The 2016 three-gene phylogeny by Gueidan and colleagues sampled 13 genera, but broader taxonomic outlines recognize additional names: the 2024 Outline of Fungi lists 16 genera in the family, several of which (Blastodesmia, Melanothecopsis, Serusiauxia) were not included in that phylogenetic framework and remain poorly integrated into the molecular classification. The family is dominated by Pyrenula, which accounts for about 265 of the roughly 395 species listed in the Catalogue of Life as of 2026. Genera with wide distributions include Anthracothecium, Distopyrenis, Granulopyrenis, Lithothelium, Mazaediothecium, Parapyrenis, Pyrgillus, and Sulcopyrenula; others are more localized, for example Clypeopyrenis (Central and South America), Lacrymospora (Madagascar), Pyrenographa (Palaeotropics), and Pyrenowilmsia (South Africa).

The following genera are assigned to the family in the 2024 Outline. Species counts follow the Catalogue of Life; distribution notes are from Gueidan and colleagues. Estimates vary among sources because generic boundaries in the family remain unsettled.

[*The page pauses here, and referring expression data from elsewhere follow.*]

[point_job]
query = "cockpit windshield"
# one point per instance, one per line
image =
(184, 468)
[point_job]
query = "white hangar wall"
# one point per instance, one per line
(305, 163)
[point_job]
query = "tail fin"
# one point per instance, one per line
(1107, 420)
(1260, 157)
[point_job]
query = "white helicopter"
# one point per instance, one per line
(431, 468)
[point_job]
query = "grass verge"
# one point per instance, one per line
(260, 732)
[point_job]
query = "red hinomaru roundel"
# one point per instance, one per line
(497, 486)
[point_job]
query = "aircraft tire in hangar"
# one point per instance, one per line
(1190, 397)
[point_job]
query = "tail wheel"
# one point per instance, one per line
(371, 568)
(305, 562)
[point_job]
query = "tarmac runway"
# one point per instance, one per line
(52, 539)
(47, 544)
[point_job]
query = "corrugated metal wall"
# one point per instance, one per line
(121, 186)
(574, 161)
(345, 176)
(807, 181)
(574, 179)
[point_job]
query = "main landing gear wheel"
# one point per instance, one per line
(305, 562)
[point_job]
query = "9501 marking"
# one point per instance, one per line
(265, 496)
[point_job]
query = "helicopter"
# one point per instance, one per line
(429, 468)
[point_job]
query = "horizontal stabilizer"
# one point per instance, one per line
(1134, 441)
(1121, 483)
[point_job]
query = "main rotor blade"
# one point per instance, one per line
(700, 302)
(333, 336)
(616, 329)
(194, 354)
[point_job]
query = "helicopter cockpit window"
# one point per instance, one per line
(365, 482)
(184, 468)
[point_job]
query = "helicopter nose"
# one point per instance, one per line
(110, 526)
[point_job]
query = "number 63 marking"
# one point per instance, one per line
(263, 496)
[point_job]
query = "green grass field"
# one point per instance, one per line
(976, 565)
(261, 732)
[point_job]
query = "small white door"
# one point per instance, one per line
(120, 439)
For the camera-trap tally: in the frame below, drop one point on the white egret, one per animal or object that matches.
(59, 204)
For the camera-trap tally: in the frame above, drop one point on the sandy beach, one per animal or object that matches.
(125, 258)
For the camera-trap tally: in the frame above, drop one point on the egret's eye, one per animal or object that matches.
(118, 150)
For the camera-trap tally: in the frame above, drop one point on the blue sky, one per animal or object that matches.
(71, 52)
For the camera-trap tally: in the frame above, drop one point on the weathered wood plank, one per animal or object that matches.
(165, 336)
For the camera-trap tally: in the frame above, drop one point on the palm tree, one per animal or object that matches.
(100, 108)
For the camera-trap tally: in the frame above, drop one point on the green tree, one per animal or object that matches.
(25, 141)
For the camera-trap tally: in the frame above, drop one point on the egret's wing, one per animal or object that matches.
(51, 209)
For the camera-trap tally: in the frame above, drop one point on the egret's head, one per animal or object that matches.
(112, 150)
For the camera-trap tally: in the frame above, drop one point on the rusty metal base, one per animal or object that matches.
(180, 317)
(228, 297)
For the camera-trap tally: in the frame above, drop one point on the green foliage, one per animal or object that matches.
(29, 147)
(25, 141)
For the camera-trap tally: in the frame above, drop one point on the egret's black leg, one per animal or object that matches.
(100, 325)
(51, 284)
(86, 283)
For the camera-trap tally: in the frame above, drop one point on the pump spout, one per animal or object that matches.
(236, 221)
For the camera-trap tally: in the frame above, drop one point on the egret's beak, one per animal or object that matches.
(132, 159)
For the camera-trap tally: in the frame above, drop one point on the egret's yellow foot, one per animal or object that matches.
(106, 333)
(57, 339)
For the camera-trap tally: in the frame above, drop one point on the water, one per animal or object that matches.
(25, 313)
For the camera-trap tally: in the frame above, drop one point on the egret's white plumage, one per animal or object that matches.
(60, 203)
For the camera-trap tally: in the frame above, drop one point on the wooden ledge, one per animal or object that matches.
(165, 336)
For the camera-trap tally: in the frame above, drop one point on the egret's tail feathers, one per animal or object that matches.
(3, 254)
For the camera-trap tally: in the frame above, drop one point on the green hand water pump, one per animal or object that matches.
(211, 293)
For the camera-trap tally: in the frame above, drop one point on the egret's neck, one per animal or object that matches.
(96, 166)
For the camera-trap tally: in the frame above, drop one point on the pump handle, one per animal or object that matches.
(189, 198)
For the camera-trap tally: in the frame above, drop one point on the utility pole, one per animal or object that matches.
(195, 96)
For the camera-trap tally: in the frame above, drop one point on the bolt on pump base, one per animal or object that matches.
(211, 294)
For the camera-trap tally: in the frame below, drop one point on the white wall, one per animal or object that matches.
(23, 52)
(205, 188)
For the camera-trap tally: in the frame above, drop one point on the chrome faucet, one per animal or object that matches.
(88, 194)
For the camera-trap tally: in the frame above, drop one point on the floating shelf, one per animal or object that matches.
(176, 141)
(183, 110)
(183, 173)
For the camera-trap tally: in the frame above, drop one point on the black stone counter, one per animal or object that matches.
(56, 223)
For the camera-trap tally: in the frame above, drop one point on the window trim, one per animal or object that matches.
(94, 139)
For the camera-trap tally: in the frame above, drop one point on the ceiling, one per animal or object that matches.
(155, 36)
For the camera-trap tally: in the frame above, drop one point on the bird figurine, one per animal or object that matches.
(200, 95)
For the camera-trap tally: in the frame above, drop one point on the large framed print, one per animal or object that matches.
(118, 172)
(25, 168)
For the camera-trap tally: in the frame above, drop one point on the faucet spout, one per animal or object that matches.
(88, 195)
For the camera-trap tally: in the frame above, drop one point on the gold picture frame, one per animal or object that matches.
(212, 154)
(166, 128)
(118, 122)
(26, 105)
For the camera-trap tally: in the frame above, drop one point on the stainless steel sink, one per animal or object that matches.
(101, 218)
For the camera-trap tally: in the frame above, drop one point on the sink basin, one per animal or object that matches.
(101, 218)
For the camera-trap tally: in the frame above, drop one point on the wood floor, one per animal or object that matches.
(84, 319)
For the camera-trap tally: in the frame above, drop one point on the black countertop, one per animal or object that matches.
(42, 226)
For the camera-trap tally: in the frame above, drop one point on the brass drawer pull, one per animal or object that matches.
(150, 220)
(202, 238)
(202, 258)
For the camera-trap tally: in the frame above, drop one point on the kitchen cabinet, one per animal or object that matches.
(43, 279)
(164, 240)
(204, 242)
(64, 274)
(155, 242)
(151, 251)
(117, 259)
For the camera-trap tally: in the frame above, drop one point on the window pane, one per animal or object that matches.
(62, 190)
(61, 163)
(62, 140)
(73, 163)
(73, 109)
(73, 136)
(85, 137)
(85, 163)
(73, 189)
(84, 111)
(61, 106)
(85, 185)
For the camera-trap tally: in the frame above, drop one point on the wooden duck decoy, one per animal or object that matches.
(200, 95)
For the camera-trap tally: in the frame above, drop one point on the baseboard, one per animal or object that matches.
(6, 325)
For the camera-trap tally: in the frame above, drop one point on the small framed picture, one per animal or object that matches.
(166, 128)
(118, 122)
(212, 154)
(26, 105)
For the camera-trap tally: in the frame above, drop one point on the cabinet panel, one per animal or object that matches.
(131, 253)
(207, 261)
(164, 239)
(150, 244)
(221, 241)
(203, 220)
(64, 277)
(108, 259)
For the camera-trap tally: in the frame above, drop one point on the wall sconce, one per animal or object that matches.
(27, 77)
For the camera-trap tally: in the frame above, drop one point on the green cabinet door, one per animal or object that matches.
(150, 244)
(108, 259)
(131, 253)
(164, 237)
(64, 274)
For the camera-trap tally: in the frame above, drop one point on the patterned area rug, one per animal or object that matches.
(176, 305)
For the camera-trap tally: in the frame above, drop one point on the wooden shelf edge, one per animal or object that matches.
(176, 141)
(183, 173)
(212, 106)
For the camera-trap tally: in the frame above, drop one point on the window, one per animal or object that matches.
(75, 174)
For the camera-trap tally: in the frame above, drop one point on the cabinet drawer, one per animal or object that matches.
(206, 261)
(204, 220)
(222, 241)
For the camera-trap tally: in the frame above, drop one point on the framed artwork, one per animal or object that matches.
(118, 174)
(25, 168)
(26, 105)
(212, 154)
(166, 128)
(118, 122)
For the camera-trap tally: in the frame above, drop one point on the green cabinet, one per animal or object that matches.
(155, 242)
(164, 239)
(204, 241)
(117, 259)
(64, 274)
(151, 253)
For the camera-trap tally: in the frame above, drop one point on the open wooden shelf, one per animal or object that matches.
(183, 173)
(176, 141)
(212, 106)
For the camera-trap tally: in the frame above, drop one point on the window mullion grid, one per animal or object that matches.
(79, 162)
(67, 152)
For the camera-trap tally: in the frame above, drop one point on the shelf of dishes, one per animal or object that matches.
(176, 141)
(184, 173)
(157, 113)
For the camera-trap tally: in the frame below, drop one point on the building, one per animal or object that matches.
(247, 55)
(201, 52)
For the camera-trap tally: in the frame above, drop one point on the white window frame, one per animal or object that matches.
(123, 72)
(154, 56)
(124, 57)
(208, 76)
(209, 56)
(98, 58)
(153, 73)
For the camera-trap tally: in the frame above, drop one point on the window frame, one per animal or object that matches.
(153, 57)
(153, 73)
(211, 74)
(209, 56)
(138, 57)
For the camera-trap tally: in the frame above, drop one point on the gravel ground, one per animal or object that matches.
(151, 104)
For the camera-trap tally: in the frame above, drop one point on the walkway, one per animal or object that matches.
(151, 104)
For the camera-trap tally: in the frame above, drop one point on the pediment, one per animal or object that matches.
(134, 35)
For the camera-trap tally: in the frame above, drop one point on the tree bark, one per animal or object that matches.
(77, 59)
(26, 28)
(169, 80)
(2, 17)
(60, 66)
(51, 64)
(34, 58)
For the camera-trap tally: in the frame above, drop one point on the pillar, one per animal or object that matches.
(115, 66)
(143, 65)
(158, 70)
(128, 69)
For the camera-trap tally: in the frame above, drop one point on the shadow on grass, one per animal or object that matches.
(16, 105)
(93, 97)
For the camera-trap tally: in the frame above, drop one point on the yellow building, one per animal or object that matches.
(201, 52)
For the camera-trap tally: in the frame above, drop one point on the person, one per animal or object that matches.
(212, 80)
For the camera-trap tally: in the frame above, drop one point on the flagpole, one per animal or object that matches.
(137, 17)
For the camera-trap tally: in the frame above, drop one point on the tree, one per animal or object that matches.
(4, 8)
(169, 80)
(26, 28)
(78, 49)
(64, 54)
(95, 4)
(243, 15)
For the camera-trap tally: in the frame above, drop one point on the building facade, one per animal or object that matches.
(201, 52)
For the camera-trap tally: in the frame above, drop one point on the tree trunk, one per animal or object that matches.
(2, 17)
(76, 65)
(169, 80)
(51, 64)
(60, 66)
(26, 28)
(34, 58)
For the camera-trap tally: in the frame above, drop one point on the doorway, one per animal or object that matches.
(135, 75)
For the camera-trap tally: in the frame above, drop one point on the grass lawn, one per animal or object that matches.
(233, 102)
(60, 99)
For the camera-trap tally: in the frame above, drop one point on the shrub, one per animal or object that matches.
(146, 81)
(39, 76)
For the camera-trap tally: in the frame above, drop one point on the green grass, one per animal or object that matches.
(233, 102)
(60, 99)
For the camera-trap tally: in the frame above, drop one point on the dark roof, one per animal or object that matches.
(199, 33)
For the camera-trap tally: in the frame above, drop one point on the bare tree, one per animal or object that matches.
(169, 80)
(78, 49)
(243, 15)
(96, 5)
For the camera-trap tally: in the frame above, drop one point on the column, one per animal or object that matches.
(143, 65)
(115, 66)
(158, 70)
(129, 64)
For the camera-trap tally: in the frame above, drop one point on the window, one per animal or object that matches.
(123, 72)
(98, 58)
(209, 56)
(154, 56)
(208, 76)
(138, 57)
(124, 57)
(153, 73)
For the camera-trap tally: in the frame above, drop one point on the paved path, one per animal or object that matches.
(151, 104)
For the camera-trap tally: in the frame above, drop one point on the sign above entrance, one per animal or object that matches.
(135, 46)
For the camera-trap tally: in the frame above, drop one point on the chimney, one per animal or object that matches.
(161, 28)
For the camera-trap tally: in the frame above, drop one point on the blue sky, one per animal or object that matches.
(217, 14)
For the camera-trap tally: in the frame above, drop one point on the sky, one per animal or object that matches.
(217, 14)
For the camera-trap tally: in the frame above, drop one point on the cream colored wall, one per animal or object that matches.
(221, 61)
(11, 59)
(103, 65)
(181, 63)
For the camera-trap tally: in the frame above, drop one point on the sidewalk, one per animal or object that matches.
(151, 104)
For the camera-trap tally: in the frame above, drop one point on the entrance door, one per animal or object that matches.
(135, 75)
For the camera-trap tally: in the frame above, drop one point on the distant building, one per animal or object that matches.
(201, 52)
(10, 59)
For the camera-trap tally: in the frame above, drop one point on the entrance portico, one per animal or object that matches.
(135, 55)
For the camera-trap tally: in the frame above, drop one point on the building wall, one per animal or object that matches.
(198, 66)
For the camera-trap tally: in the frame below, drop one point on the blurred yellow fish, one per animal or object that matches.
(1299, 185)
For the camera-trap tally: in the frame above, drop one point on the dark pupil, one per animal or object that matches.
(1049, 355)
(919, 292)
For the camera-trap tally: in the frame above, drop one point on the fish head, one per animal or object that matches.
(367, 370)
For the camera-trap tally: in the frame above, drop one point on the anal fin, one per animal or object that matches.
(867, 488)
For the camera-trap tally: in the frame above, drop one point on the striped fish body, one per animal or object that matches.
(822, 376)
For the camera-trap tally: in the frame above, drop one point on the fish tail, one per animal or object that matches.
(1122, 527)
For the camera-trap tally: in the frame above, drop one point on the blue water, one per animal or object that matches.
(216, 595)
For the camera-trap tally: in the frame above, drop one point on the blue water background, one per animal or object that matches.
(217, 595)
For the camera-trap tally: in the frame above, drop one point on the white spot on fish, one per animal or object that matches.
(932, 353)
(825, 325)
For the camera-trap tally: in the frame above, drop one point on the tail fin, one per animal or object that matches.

- Anthracothecium – 31 spp.; widespread, mainly tropical
- Blastodesmia – 1 sp.
- Clypeopyrenis – 2 spp.; Central and South America
- Distopyrenis – 6 spp.; widespread, tropical (non-lichenised)
- Granulopyrenis – 6 spp.; widespread, tropical
- Lacrymospora – 1 sp.
- Lithothelium – 28 spp.; widespread, tropical
- Mazaediothecium – 3 spp.; Costa Rica, Papua New Guinea, Malaysia
- Melanothecopsis – 4 spp.
- Parapyrenis – 8 spp.; widespread, tropical
- Pyrenographa – 3 spp.
- Pyrenowilmsia – 1 sp.; South Africa
- Pyrenula – 265 spp.; widespread, mainly tropical
- Pyrgillus – 11 spp.; widespread, pantropical
- Serusiauxia – 1 sp.
- Sulcopyrenula – 5 spp.; widespread, mainly tropical

===Doubtful or excluded genera===

Micromma was proposed by Massalongo in 1860 to contain the single species Micromma coccorum; some sources include the little-known genus in the Pyrenulaceae. MycoBank suggests it is synonymous with Pyrenula. While some sources include Daruvedia as a member of the family, a later reassessment treated it instead as a non-lichenized dothideomycete of uncertain family placement, provisionally referable to Pleosporales, so its inclusion in Pyrenulaceae is doubtful.